Professor Pramod Viswanath was recently awarded a three-year, $360,000 grant from the Army for his project titled “Wireless Networks as Polymatroidal Graphs: Embeddings, Multicommodity Flows, Cuts and Function Computation.” This project will address interference in wireless networks and how to manage that interference in a distributed way.
“Wireless communication is unlike wires in two key ways,” Viswanath said. “First, the medium of wire doesn’t much change over time or frequency; but in wireless, mobility and scattering changes the medium of communication all the time. This is even a bigger deal if a parallel transmission interferes.”
Viswanath is working with Illinois Computer Science Professor Chandra Chekuri and 2012 ECE ILLINOIS graduate Sreeram Kannan, who is joining University of Washington at Seattle as an Assistant Professor, on the project. Kannan’s PhD work in this area led to funding from the Army Research Office and a continuation of the project.
The Army is interested in this type of research for a variety of reasons, according to Viswanath, but particularly because they often work in areas where there is no infrastructure and they want to create a wireless infrastructure as they go along. Viswanath said he foresees uses such as soldiers communicating when out in the field or a person transmitting a video during a broadcast or multicast.

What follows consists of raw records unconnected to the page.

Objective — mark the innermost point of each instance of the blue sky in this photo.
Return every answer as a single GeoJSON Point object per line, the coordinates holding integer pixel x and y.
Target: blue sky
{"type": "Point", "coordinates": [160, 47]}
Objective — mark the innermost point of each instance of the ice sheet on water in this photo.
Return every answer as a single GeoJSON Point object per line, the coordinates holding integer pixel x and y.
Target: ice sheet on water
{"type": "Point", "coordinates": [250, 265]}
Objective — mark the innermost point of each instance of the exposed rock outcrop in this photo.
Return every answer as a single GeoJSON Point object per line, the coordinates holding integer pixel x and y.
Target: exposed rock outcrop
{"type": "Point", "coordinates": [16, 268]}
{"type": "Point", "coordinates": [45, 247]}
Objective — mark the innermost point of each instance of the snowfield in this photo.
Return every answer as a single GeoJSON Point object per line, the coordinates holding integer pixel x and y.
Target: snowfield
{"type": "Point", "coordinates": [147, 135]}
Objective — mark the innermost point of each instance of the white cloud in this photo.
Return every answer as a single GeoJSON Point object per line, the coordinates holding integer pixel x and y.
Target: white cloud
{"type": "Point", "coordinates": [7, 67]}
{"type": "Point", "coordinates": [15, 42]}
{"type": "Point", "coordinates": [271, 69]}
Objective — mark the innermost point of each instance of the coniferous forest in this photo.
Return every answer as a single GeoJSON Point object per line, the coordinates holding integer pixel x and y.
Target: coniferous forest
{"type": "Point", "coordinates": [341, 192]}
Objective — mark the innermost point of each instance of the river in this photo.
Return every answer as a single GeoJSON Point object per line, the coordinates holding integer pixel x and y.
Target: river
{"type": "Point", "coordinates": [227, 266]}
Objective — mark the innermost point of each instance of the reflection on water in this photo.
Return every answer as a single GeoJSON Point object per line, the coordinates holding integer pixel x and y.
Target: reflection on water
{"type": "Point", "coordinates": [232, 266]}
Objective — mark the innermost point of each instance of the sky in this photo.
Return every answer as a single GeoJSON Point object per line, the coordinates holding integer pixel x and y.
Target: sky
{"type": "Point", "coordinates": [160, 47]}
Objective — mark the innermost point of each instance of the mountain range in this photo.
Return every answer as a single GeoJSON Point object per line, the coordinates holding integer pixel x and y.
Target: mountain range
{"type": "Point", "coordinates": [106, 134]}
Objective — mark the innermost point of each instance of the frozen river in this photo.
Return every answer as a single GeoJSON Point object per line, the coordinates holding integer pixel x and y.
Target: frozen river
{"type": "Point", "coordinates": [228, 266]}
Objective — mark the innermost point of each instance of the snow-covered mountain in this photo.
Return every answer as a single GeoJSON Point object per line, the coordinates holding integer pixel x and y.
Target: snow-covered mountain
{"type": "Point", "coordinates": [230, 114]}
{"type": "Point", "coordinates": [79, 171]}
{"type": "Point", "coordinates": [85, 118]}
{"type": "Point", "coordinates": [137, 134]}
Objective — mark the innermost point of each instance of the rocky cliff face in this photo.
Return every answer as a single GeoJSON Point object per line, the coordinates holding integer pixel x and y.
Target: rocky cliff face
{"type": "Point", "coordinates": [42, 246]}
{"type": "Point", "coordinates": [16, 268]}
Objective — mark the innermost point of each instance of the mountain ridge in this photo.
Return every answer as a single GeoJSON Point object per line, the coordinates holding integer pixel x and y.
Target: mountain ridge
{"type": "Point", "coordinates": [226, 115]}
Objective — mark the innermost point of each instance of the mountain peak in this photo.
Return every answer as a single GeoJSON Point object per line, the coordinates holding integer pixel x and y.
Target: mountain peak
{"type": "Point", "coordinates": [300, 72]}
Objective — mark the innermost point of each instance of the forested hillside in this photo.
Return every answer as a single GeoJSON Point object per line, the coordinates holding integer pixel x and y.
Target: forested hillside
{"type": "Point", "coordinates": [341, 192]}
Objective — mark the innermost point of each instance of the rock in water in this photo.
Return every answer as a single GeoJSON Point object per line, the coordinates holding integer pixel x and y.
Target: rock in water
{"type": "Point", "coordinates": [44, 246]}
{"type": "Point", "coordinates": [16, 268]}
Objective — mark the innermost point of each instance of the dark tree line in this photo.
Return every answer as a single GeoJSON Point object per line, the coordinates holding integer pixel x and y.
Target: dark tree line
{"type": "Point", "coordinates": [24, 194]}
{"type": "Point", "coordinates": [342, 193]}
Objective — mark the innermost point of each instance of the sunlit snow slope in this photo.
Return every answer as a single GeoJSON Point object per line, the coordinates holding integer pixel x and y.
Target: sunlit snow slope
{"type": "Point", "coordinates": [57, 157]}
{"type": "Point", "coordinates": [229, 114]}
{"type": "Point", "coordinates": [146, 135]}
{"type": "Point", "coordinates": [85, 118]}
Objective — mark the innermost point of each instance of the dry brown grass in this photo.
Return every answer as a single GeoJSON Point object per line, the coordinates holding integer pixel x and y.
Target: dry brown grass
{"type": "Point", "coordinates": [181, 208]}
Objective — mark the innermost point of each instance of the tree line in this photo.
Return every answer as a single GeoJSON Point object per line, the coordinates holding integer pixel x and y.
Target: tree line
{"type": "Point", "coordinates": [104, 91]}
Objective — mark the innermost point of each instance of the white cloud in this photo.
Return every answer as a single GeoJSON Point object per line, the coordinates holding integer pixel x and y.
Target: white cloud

Specifically, Viswanath will be looking at combining local physical layer solutions that deal with channel variation and noise with global network layer solutions such as routing and networking coding. The researchers will be using polymatroidal graphs to model interference and are working to understand how to communicate on such graphs. The goal is to develop guidelines to design layered near-optimal architectural solutions to wireless network communication problems. The mathematics of communication uncovered as part of this project is of independent interest in graph theory and algorithmic theory.
“Wireless communication is such a key technology of today’s information age,” Viswanath said. “We’re looking for some basic methods in wireless communication to help in the areas where you don’t have the years and the capital investment needed to set up wireless infrastructure."